All of which brings me to the title of this piece. Time was (when I had a weekly readership in the thousands) that I could put the word on the street in my newspaper column and within a few days I would get what I was looking for. Now that my readership is reduced to about 100 blog readers a week and 50 Facebook friends, it may be more difficult but I’m giving it a try.
I am looking for a two-row corn planter, preferably of the John Deere variety, but definitely one that has a fertilizer bin. Although I expect to build up the organic strength of my soil with my own homegrown mulch eventually, I learned enough from my first time around to know that going totally organic is not easy, and unlike the last time, I want this to be a profitable venture!
Ironically, I did own an old JD two-row corn planter for many years. Since it has been 16 years since my auction, however, I couldn’t quite remember whether I sold it in 1993 when I quit farming. A search of the old farm turned up another mystery. I found pieces of my two-row planter completely disassembled in an old barn!
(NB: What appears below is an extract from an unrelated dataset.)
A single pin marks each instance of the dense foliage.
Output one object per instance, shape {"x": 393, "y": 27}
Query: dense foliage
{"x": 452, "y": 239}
I have a very vague recollection of wanting to use the frame and the undercarriage for some other purpose, but I can’t remember exactly what, and it appears to be long gone. That was probably not one of my best decision, because nowadays a fully functioning planter of that vintage can bring from $500 to $1,000. It seems that I am not the only person going back to the land on a small scale!
In any case, if you know of another old planter gathering dust in a barn somewhere, let me know. If it’s a John Deere, we might just have enough pieces between us to make it work.